Ok, here’s the scenario – you’re a start-up CPG entrepreneur ready to launch in retail and you have a choice – you can either sell your product in a local 7-store chain or in a national chain of 100 stores. Which do you choose? Of course, like any good entrepreneur, your first answer should be “both” because entrepreneurs don’t have to accept the ground rules (as long as we aren’t breaking the law!). But if pressed to make a choice, I would opt to launch in the smaller chain.
Most start-up entrepreneurs don’t get the chance to develop a sales strategy. We crave sales so badly that we jump at barely rational opportunities in the hopes they will eventually make sense. But these early choices are crucial and can make the difference between success and failure.
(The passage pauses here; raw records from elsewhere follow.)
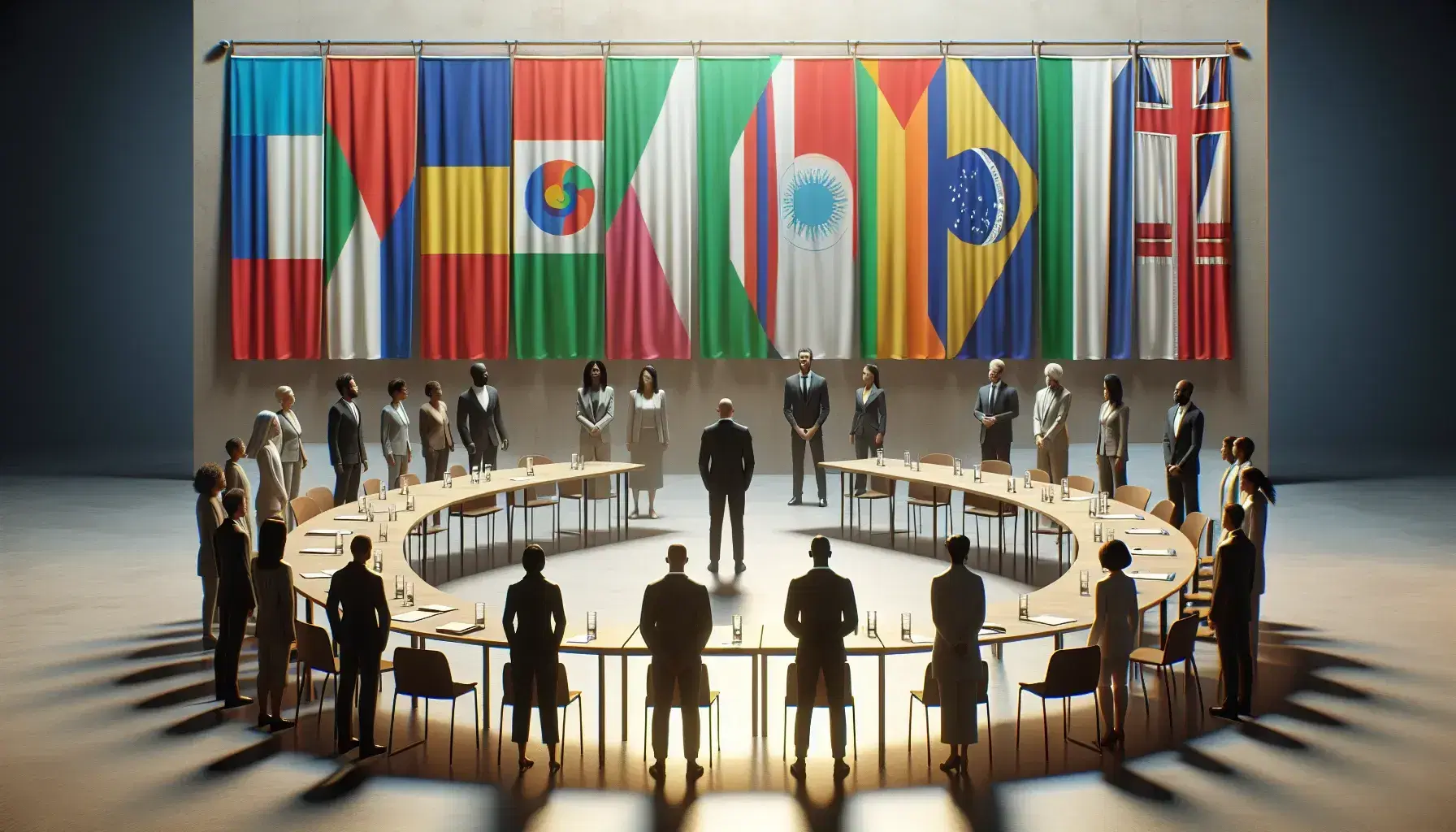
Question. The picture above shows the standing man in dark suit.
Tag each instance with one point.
(676, 622)
(235, 596)
(1183, 440)
(478, 416)
(805, 407)
(820, 613)
(535, 622)
(996, 405)
(358, 617)
(1231, 611)
(726, 464)
(347, 452)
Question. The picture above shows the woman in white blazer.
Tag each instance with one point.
(1114, 631)
(959, 611)
(596, 409)
(273, 493)
(648, 439)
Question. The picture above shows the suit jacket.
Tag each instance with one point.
(871, 413)
(479, 424)
(805, 411)
(273, 493)
(209, 518)
(531, 606)
(393, 431)
(345, 435)
(235, 583)
(726, 457)
(959, 611)
(358, 613)
(820, 613)
(1112, 435)
(1233, 570)
(597, 414)
(1005, 405)
(1183, 449)
(290, 442)
(434, 427)
(1049, 420)
(678, 620)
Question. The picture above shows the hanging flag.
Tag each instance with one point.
(1086, 207)
(369, 210)
(985, 197)
(275, 134)
(650, 188)
(1184, 232)
(778, 162)
(465, 183)
(557, 292)
(895, 176)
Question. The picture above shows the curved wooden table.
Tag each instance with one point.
(760, 640)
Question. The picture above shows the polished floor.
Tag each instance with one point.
(106, 723)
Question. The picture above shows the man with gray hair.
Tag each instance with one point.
(996, 405)
(1050, 422)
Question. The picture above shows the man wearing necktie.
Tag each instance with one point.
(996, 405)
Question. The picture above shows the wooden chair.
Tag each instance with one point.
(1164, 510)
(1133, 496)
(791, 700)
(707, 698)
(314, 652)
(533, 497)
(1071, 672)
(990, 509)
(921, 496)
(564, 697)
(1176, 648)
(930, 697)
(426, 674)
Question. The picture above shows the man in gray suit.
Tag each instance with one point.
(996, 405)
(347, 452)
(478, 417)
(805, 407)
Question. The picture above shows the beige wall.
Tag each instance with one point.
(930, 401)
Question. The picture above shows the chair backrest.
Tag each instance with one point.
(1133, 496)
(303, 507)
(1193, 528)
(705, 697)
(1073, 670)
(1181, 639)
(930, 493)
(791, 690)
(1082, 484)
(422, 674)
(314, 646)
(322, 497)
(1164, 510)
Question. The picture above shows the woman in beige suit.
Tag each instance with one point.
(209, 483)
(959, 609)
(1114, 631)
(273, 493)
(273, 592)
(1112, 436)
(596, 409)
While the ability to grow sales might not lend itself well to business textbooks, it’s a skill that needs to be developed. The foundation of an effective sales pitch is crafting a sales story that creates an irresistible sense of momentum and opportunity. And that brings me back to my opening question about where to launch, and why starting smaller is so important. Here are some things we know about first-time product launches:
- You need to leave room to iron out the wrinkles: Things won’t go exactly right, in fact many things won’t go right… it could be the taste, it could be the texture, it’s almost guaranteed the packaging won’t be perfect – (ever notice how new brands are always the hardest ones to open?) So, it’s best to make those early mistakes on a smaller scale.
- It helps to collaborate with your buyer: If you’ve laid the right groundwork, the grocery buyer at your first retailer should be as excited as you are to be the first store in the world, in the history of humanity(!), to offer your product. Given the stakes the launch holds for your future, you should try to get your grocery buyer fully invested in your success – so they can take credit for “discovering” the next big thing. Make sure your buyer has the chance to give input on packaging, varieties, flavor, even product names along the way. It’s now been more than 25 years since we launched Honest Tea in Whole Foods, but whenever I see my first buyer (who now works as a broker), we still give each other a big hug.
- You will learn a lot from the consumers: Now that we can get back into stores for consumer sampling events again, we have the chance to interact with shoppers face to face. And while online surveys and focus groups can be directional, the most effective way to learn from people is by engaging them in sampling and conversation. In the process of giving out hundreds of samples, you will learn the most effective phrasing to present your concept, listen to the questions they ask and let them look at your package, and hear which taste combinations interest them and which turn them off. Here are just a few insights I’ve gained while doing product demos:
- Though we initially described Honest Tea as “Freshly brewed, Barely Sweetened,” consumers would ask me how you sweeten a drink with “barley”? I would never have heard that question if I hadn’t been in the stores. We eventually switched to “Just a Tad Sweet,” which was much easier to understand.
- When we were launching the Beyond Burger at Beyond Meat, we heard lots of questions and concerns around whether GMOs were used, so we made a point of investing in the Non-GMO verified certification.
- At Eat the Change we hear people excited and intrigued about mushrooms, but unsure how mushrooms can be made into jerky and what the taste will be like compared to animal-based products. We make sure to provide lots of information on how we wood-smoke the mushrooms, and help our samplers communicate expectations around a softer, chewier savory snack.
The first launch is all about demonstrating proof of concept. Once you succeed on a small scale, you can take it up a notch and try to prove the concept on a larger stage. Here’s a summary of the steps we took to build Honest Tea. (You can read more about that adventure from our book, Mission in a Bottle.)
- June 1998 - Launched Honest Tea in the 17 Whole Foods stores in the Mid-Atlantic region.
- Used aggressive sampling and promotional support highlighting the less-sweet taste to become the top-selling bottled tea in those stores.
- Shared that success with other Whole Foods regions and other natural chains to become the fastest-growing bottled tea in the natural channel (as tracked by SPINS).
- Built on that success to become the top-selling bottled tea in the natural channel.
- Built on that success to launch into mainstream channels.
- Became the nation’s top-selling organic bottled tea.
When you put it down on paper, it seems straightforward. But of course, there were a lot of pain points and challenges along the way, not to mention lots of hard work, some great innovation and our evolution to Organic and Fair Trade certifications. Sales success is driven by creating a compelling sense of opportunity. The smaller you start, the easier it is to create a sense of momentum and growth.